Performative verbs (was: Re: here is some stuff i want all of ya'll to look at)
|From:||Christophe Grandsire <christophe.grandsire@...>|
|Date:||Monday, August 30, 2004, 19:36|
En réponse à Amanda Babcock :
>Well, one thing that I noticed is that you don't have a separate
>marker for performative statements. That is, statements that by
>being uttered change a person's status, such as "I hereby declare
>you man and wife" or "I declare this convention open" or the like.
>At first glance this might seem to be just a normal statement, but
>really in its effect it is just as different from a statement as
>commands are.

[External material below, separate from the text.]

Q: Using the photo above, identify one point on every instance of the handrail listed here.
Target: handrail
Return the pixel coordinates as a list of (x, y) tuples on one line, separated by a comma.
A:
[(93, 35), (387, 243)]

When the judge (in some theoretical judge-based
>legal system) says "I hereby find you guilty", that's an entirely
>different event from the onlooker who then turns to his companion
>and says "The judge finds him guilty!"
I find them so neat that I've decided that in Maggel verbs will always have
two main forms, more fundamental than anything else (like the
perfective-imperfective distinction is fundamental in Russian), and that's
the performative-non-performative distinction. And to make things nicer,
the performative forms will be easier to conjugate than the
non-performative ones ;))) . I still have to find out what exactly the
performative of verbs like "run", "sleep" and "die" can mean, but I'll find
out ;) .
You need a straight mind to invent a twisted conlang.